Imène pousse la chansonnette de sa voix grave et enjouée à toute heure de la journée. Son frère Rachid a été emprisonné pour activisme, obligeant Imène à protéger sa mémoire et sa fille et à entrer ainsi dans la bataille familiale et sociale. Depuis le procès, l’oncle de ce dernier a perdu ses rêves de gloire militaire et a basculé du côté de l’extrémisme, faisant du quotidien un calvaire pour la famille entière, et surtout pour Imène. Au-delà d’une violente critique du patriarcat syrien, Mohamed Malas dépeint sans fausse émotion ni discours larmoyant le combat d’une femme, volontaire bien que perdu d’avance.

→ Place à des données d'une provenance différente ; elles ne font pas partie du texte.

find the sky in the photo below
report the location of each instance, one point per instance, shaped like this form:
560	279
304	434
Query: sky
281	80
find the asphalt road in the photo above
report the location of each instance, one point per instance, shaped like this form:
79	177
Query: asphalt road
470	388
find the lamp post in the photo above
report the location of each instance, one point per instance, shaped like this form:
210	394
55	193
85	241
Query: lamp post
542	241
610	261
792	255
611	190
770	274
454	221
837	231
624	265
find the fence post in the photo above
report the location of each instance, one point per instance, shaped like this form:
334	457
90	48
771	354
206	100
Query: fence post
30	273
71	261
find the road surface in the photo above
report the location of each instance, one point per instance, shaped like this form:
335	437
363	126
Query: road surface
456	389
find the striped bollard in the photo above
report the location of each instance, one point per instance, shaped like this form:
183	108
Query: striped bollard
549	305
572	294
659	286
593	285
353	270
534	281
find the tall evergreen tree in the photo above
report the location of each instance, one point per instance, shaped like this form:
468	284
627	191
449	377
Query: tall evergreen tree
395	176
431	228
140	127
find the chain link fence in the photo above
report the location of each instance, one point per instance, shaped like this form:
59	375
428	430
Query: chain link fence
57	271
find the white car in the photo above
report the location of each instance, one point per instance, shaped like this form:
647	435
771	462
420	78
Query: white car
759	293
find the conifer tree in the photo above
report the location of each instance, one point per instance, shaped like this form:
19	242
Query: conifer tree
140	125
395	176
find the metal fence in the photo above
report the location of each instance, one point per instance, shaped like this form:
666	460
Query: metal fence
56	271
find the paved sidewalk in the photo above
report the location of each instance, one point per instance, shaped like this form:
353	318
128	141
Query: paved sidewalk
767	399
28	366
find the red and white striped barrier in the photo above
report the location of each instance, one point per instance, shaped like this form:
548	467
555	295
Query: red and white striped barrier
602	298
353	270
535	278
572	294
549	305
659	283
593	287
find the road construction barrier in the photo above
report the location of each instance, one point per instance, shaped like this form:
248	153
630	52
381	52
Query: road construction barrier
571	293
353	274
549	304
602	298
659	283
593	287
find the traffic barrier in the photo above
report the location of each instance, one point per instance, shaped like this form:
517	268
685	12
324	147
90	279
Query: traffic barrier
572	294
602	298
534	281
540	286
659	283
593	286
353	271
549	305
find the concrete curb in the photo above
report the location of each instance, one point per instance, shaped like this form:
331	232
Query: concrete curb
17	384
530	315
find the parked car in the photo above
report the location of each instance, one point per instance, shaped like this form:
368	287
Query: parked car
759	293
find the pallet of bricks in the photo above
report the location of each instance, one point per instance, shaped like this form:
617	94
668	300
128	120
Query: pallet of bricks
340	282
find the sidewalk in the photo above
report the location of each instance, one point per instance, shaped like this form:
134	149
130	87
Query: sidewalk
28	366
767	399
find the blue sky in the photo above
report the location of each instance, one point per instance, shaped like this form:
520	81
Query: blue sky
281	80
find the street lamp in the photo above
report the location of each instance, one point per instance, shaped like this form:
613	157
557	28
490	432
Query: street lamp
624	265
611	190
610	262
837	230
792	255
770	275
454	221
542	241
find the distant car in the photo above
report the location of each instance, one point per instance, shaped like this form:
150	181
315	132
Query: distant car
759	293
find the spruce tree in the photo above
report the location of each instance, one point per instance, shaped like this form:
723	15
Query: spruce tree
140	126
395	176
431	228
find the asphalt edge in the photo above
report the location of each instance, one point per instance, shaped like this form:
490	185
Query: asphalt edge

Dès les premiers plans, le ton est donné : une assemblée d’hommes se rend à la mosquée dans une entreprise sotériologique qui ne concerne qu’eux-mêmes. Des hommes entre eux, agglutinés, sans rien autour, se pressant pour renouveler la preuve (ou l’aveu) d’une foi inconsciente et inhumaine. Les femmes n’ont visiblement pas leur place dans une telle assemblée : on ne les entend que par la voix off, on ne les voit que par le trou de la serrure, derrière des portes irrémédiablement closes, ou dans le reflet d’une flaque d’eau, assombries par une lumière inexistante. Les hommes dînent en haut, les femmes en bas. Elles sont là pourtant. Elles animent les maisons, étendent le linge et font rire leurs enfants. Elles sont là mais n’existent pas.
Au milieu de ces femmes qui se sont résignées à leur existence d’épouse, de sœur ou de cousine, Imène fait figure de vilain petit canard : « Elle chante ? Que Dieu lui pardonne ! » Car c’est là son péché : la musique, omniprésente durant le film, fil d’Ariane de la protagoniste, seul élément extérieur à la famille propice au rêve comme à l’affirmation de soi. La passion reprend alors son sens étymologique : si la joie envahit Imène dès qu’un gracieux son l’effleure ou émane d’elle, la musique est aussi le lieu de la souffrance et de la perte. Une femme joyeuse ne peut être une épouse et une fille convenable. Une femme qui chante est amoureuse, adultère, et doit donc subir les foudres d’une famille plus regardante sur un honneur factice qu’un bien-être éventuel.
En portant à l’écran un fait divers datant de 2001 (l’année de l’invasion de l’Afghanistan), le film de Mohamed Malas se garde de tomber dans le film purement analytique : on entend de temps à autre les informations de Londres et de Paris qu’écoute le mari d’Imène, ouvert au monde et encourageant sa femme au chant, et les plans des manifestations pré-électorales filmés caméra à l’épaule indiquent la volonté du réalisateur de coller au réel. Mais la force de Passion est surtout dramatique stricto sensu : la femme est progressivement découverte, faite d’un visage tout d’abord ombragé, puis de nuisettes blanches et de bras rassurants, même s’ils restent dans l’embrasure d’une porte. Lorsque son visage est enfin à l’air libre, elle parle, s’emporte, se dévoile dans tous les sens du terme. L’une des dernières scènes, un canon entre Imène, sa nièce Joumana, et sa fille, filmé dans une obscurité discrète et pourtant impudique, en ce qu’elle met leurs sentiments et leur solitude à nu, prouve qu’un monde de femmes existe, bien que sclérosé, empêché.
« Joumana est encore jeune. On peut la dominer avec un bâton, une gifle ou un mot » s’écrie l’oncle tout-puissant. Il ne s’agit pas seulement d’enfermer, mais aussi d’éduquer par la force. Le bâton est plus souvent utilisé que le verbe : la parole ne sert plus ici à la communication ou à la compréhension. Elle affirme, elle est l’adjudante du bâton. L’éducation dans de tels mondes passe par la violence, la négation de l’autre. Par ses chansons, Imène nie à son tour l’obligation du silence en guise de respect. À ce jeu du tigre et de la souris, elle ne sera évidemment pas la plus forte.
Passion ne recèle pas d’originalité cinématographique, mais laisse l’impression d’un travail achevé et complet : par la forme comme par le fond, on suit son héroïne avec une émotion contenue bien que terrifiée. La force d’une telle œuvre réside essentiellement dans la démonstration d’un fait, sans grande pompe ni fatalisme, mais avec une image, sombre, fixe, criante de vérité, et un son, celui du chant mêlé aux cris.